ICYMI: Washington Examiner: The Revolving-Door Path Katie McGinty Took To The Pennsylvania Senate Race

“Katie McGinty’s questionable ethics are in the spotlight once again. After making a career out of taking trips through the revolving door between the public and private sectors, Katie McGinty is now refusing to come clean about her past as a lobbyist and $120,000 campaign contribution from a company who received preferential treatment from her Department of Environmental Protection. Pennsylvanians deserve a U.S. Senator who’s more focused on improving the lives of working class families than furthering her own career.” – PA GOP Communications Director Megan Sweeney

The revolving-door path Katie McGinty took to the Pennsylvania Senate race
Washington Examiner
Timothy Carney
April 19, 2016

Former lobbyist Katie McGinty has spent three decades in politics getting rich off the companies she regulated and subsidized. Now this master of the revolving-door wants Pennsylvania voters to give her another perch in government: U.S. Senator.

In the final days before her tough primary battle with former Rep. Joe Sestak, it’s worth delving into McGinty’s time on K Street and in corporate boardrooms, especially as she is furiously denying the corporate-lobbyist label.

McGinty — and her lobbyist former boss at the lobbying firm where she was registered as a lobbyist — have recently denied McGinty was really a lobbyist. McGinty was only registered for a few days, Team McGinty explains. Also, she registered only “out of abundance of caution,” in the words of lobbyist Tom Jensen, who had been her underling in the Clinton Administration and her boss at K Street lobbying firm Troutman Sanders.

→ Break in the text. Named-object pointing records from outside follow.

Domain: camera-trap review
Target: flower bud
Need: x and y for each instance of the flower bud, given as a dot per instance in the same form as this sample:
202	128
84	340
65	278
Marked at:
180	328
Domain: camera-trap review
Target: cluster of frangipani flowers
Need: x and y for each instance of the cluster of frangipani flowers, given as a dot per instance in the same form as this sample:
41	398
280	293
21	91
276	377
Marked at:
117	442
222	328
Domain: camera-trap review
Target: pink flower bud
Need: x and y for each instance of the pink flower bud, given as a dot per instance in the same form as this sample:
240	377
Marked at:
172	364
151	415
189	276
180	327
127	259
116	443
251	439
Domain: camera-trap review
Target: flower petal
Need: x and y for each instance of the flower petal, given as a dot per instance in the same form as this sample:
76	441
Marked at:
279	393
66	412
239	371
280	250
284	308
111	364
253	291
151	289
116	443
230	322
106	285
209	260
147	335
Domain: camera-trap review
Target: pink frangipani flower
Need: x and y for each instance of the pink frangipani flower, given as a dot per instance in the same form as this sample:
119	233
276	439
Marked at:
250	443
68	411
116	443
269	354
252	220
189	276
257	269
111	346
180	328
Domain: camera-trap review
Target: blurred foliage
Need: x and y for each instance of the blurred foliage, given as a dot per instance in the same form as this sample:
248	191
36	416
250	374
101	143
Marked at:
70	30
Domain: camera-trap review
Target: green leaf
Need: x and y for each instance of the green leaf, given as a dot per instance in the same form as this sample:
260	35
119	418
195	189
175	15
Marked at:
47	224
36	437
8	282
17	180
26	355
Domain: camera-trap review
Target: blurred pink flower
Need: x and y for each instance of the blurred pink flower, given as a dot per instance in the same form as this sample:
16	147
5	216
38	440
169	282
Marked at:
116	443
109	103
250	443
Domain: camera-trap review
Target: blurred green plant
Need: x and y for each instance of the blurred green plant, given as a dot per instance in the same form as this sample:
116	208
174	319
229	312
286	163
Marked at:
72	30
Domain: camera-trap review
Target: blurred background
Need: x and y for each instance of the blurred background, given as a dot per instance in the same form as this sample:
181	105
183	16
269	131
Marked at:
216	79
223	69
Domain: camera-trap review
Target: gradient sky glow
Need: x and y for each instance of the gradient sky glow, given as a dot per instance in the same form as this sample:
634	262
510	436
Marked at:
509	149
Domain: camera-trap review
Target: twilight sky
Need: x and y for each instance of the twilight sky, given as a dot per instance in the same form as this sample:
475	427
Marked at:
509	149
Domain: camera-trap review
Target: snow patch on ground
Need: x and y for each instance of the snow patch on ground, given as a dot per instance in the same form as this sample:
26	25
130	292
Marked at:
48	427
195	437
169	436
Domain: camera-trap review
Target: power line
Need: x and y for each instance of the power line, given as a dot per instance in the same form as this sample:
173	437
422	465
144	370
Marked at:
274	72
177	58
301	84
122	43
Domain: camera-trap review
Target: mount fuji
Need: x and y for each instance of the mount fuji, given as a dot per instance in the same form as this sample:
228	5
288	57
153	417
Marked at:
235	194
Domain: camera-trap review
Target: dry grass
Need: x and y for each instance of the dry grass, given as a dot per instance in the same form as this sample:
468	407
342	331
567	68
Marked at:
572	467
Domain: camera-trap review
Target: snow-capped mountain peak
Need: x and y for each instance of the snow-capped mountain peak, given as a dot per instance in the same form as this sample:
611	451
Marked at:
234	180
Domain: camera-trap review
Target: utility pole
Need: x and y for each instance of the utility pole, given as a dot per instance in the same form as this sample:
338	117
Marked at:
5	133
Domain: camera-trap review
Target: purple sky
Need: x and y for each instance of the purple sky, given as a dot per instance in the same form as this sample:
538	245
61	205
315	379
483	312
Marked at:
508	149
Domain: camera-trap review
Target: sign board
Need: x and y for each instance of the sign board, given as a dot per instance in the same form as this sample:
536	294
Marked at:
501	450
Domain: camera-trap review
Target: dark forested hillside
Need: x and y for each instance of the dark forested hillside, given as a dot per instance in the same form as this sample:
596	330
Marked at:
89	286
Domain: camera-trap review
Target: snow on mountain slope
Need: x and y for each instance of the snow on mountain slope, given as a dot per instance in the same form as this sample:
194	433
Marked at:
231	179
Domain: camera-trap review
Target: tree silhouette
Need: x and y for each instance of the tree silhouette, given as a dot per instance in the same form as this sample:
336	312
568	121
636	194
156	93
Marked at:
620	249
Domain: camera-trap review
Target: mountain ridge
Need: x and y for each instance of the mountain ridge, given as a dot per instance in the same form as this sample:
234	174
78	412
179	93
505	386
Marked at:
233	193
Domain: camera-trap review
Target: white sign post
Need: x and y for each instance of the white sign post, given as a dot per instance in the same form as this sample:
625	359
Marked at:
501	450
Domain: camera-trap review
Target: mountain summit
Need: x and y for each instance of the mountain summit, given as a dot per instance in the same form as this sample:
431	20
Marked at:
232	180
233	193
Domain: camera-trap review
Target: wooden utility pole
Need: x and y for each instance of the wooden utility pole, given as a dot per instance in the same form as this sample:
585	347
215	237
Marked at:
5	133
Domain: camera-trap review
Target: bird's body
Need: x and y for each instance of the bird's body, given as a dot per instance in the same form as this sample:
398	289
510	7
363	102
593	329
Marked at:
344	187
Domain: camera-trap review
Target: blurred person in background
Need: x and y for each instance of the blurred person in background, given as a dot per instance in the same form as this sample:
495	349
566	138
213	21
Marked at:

Jensen is correct that McGinty was only registered to lobby for three days. But whether she was really a lobbyist or just a corporate government affairs agent is less interesting than what she and her client were working on.

In the late 1990s, the Clinton administration pushed to outlaw the standard inhaler that asthmatics used, because it relied upon chlorofluorocarbons, or CFCs, which deplete the ozone layer. The chief environmental official in the White House at the time was Katie McGinty.

McGinty left the White House in 1998, and soon joined the K Street law/lobbying firm Troutman Sanders. Her sole lobbying client, for those three days, was drugmaker Glaxo Wellcome, a predecessor to Glaxo-Smithkline. The disclosure forms indicate she was Glaxo’s sole lobbyist at Troutman Sanders, lobbying the EPA on its rule on “chloroflourocarbon allotments.”

Glaxo in those days was petitioning the EPA to increase its allotment of permissible CFC emissions to Glaxo, which was the leading marketer of CFC-powered inhalers. Again, inhalers were a leading source of CFCs at that point. Glaxo repeatedly petitioned the EPA for a larger CFC allowance, pointing out in regulatory filings that the company was further behind on developing CFC-free inhalers than it had hoped — competitors were already marketing such ozone-friendly inhalers at the time.

In brief, while McGinty was Bill Clinton’s top environmental advisor, the Clinton administration cracked down on CFCs. She then left and went to work for a leading CFC emitter, pleading for ways out from under those limits.

McGinty in the following decade served at Gov. Ed Rendell’s Secretary of the Environment. (Rendell later became a corporate lobbyist, and he is now chairman of McGinty’s campaign.) Rendell and McGinty spent years handing tens of millions of dollars in subsidies to Spanish wind company Iberdrola and its subsidiaries.

As soon as she left the Rendell administration, McGinty took a spot on Iberdrola’s board. Iberdrola paid McGinty $100,000 a year in quarterly payments. The company cut her last $25,000 check on January 14, 2015, less than a week before she became Gov. Tom Wolf’s chief of staff, the Philadelphia Inquirer reported.

In 2014, Iberdrola subsidiary Gamesa had closed its Rendell-subsidized plant in Cambria County.

To sum up that story, Iberdrola came to Pennsylvania, and got corporate subsidies from McGinty. McGinty then got hundreds of thousands of dollars from Iberdrola while the company laid off Pennsylvanians.

McGinty’s Department of the Environment in 2007 held up Thar Energy as an example of the alternative energy the state should be funding. Secretary McGinty on at least one occasion met with a Thar executive about state grants. Thar later received state grants and contracts, after McGinty had left state government. In 2012, Thar Energy put McGinty on its board.

Perhaps you see a pattern here. McGinty’s time in the Clinton administration bore fruit for her on K Street, where she helped companies try to wriggle out from under Clinton Administration environmental policy. McGinty’s time in the Rendell administration bore fruit for her in corporate board rooms where she helped companies pocket the subsidies she had advocated.

Now she wants Pennsylvania Democrats to put another line on her resume. How is Katie McGinty planning to cash out of this stint in public service, and how do Democratic primary voters feel about being another stepping stone to corporate riches?